トランプ政権の自動車貿易不均衡問題、アメリカ製の日本車を売るのが最も簡単?

アラバマ工場で生産しているホンダ・オデッセイ

トランプ政権は米通商代表部のレポート『貿易障壁報告書』で「自動車の認証制度と販売網に大きな障壁がある」と主張している。これらに対する一番簡単と思える対応策が「米国で生産している日本車を日本で販売する」ということだろう。今やアメリカで生産している日本車は数多く、バリエーションも多い。

GMやフォードなどアメリカンブランドのクルマを日本で販売しようとすれば、信頼性やデザイン、それこそ認証制度(アメリカのキーレスエントリーは電波法の関係により日本で認可されないなど、くだらない非関税障壁が多い)に問題あるし、販売店を増やすことだって困難。アメリカ側からすれば貿易障壁である。

テキサス工場のタコマ
テキサス工場のタコマ

けれどアメリカで販売している日本車を左ハンドルのまま日本に持ってくることを政府が容認すれば(現在も法的には問題無いけれど自主規制という非関税障壁がある)、アメリカ価格+輸送費だけで販売出来る。こう書くと「ホンダはアメリカで1750万円のNSXを日本に輸入して2380万円で売ってる!」と思うかもしれない。
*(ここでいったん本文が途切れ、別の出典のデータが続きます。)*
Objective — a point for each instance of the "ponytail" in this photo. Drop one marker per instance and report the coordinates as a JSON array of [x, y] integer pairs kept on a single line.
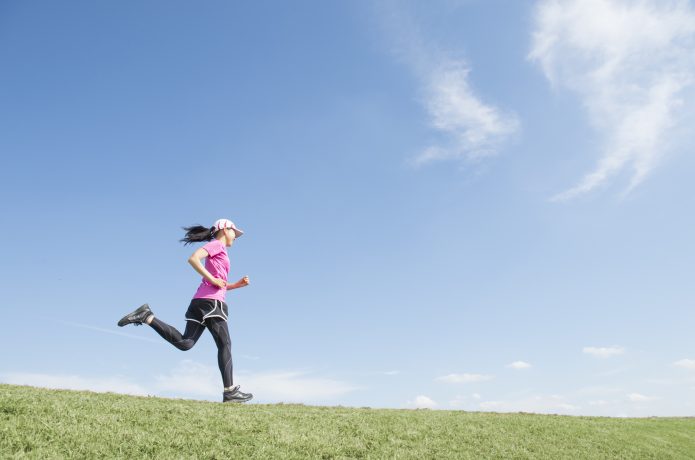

これは為替変動で円の販売価格が変化しないよう安全係数を見ているためであり、111円が続けばホンダ大もうけ。だったらドル表示にすればいいだろう。支払いは契約時の円ドルレートを適用することで、アメリカの価格+日本まで輸送費(高く見積もって10万円)に抑えられる。こうなればNSXだって1760万円だ。

アラバマ工場のリッジライン
アラバマ工場のリッジライン

トヨタ・シエナや日産クエスト、ホンダ・オデッセイ(日本仕様と全く違うクルマ)に代表されるミニバンや、トヨタ・タンドラ、日産タイタン、ホンダ・リッジラインなどカッコ良いピックアップトラックなども350万円程度から買えるようになるから、輸入台数だって倍増することこと間違いない。